不管采用哪種方法,Dynamo的負載平衡效果還是值得擔心的。
客戶端緩存及前后臺任務資源分配
客戶端緩存機器信息可以減少一次在DHT中定位目標機器的網絡交互。由于客戶端數量不可控,這里緩存采用客戶端pull的方式更新,Dynamo中每隔10s或者讀/寫操作發現緩存信息不一致時客戶端更新一次緩存信息。
Dynamo中同步操作、寫操作重試等后臺任務較多,為了不影響正常的讀寫服務,需要對后臺任務能夠使用的資源做出限制。Dynamo中維護一個資源授權系統。該系統將整個機器的資源切分成多個片,監控60s內的磁盤讀寫響應時間,事務超時時間及鎖沖突情況,根據監控信息算出機器負載從而動態調整分配給后臺任務的資源片個數。
Dynamo的優點
1. 設計簡單,組合利用P2P的各種成熟技術,模塊劃分好,代碼復用程度高。
2. 分布式邏輯與單機存儲引擎邏輯基本隔離。很多公司有自己的單機存儲引擎,可以借鑒Dynamo的思想加入分布式功能。
3. NWR策略可以根據應用自由調整,這個思想已經被Google借鑒到其下一代存儲基礎設施中。
4. 設計上天然沒有單點,且基本沒有對系統時鐘一致性的依賴。而在Google的單Master設計中,Master是單點,需要引入復雜的分布式鎖機制來解決,且Lease機制需要對機器間時鐘同步做出假設。
Dynamo的缺陷
1. 負載平衡相比單Master設計較不可控;負載平衡策略一般需要預估機器規模,不能無縫地適應業務動態增長。

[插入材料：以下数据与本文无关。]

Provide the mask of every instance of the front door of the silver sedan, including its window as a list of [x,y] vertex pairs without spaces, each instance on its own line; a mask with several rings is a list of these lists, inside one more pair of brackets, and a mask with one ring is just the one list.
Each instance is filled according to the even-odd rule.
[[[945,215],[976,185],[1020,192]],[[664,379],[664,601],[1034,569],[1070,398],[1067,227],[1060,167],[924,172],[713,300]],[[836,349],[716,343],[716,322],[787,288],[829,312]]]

2. 系統的擴展性較差。由于增加機器需要給機器分配DHT算法所需的編號,操作復雜度較高,且每臺機器存儲了整個集群的機器信息及數據文件的Merkle Tree信息,機器最大規模只能到幾千臺。
3. 數據一致性問題。多個客戶端的寫操作有順序問題,而在GFS中可以通過只允許Append操作得到一個比較好的一致性模型。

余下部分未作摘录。